Mid-market SaaS where dev-team owns security, continuous deploy cadence. Fleuret's per-deploy cadence and Jira-native workflow is the closer fit. Sxipher works at this profile too if the dev-team prefers a hybrid platform over a pure agentic engine.

Public-sector or critical-infrastructure with ANSSI / PASSI orientation. Both are inside the French ecosystem and engage with the ANSSI-aligned certifications. The deciding factor is usually depth of agent architecture vs depth of human pentester layer.

What each vendor does best

Sxipher. Continuous EU-sovereign pentest platform with a hybrid agent + ethical-hacker model. Strong fit when the operating logic is "I want continuous coverage plus guaranteed human review on every campaign by default".

Fleuret AI. Sovereign-by-default multi-agent agentic pentest on open-weight LLMs in France, with the compliance workflow surfaces shipped on the default Continuous tier. Strong fit when the operating logic is "I want machine cadence with audit-ready PDFs that map directly to my regulatory annex".

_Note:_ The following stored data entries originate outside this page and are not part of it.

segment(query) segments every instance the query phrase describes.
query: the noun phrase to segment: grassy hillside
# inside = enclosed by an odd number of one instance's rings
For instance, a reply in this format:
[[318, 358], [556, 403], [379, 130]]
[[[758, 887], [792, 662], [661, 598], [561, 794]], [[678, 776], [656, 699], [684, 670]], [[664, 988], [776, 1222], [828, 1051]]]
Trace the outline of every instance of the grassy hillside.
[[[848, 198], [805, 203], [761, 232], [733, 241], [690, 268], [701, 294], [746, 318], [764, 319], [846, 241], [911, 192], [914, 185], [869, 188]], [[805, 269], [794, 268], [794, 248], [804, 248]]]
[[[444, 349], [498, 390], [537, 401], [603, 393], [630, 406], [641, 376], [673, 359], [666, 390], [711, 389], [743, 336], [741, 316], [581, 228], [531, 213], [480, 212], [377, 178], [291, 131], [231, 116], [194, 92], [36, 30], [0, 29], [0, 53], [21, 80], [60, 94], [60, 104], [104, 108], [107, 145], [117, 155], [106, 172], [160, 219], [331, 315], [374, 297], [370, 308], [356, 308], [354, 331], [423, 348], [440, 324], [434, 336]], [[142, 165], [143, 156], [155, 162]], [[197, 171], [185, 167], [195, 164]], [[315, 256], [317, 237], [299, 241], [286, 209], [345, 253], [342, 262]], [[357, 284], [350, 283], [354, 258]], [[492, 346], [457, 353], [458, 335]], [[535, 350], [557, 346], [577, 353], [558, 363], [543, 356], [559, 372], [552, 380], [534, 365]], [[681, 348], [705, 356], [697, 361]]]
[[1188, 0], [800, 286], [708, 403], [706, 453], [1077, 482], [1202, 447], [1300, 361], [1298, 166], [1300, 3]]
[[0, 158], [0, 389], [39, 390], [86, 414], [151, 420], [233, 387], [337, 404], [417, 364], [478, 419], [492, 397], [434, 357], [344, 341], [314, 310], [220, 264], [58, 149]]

What to verify before signing either

Two checklists before the product demo:

  1. The 7-question sovereignty checklist for legal-review pre-clearance.
  2. The 7-question workflow-lock-in checklist for operational fit.

For Sxipher, also ask:

  • What specific open-weight LLMs are in the inference path, on what infrastructure?
  • How does the report export sign cryptographically for primary audit evidence?
  • What is the SLA on human-validation turnaround when the hybrid network is at capacity?

For Fleuret AI, also ask:

  • How does the multi-agent system handle scope drift mid-engagement?
  • What is the Coverage Graph completeness score by week 4?
  • Where does Sxipher beat Fleuret in independent benchmarks — and is the gap closing?

Both are valid candidates on an EU-sovereign shortlist. The honest answer to "Sxipher alternative" is Fleuret AI when the buying logic shifts toward multi-agent depth, open-weight LLM provenance, and shipped compliance workflow.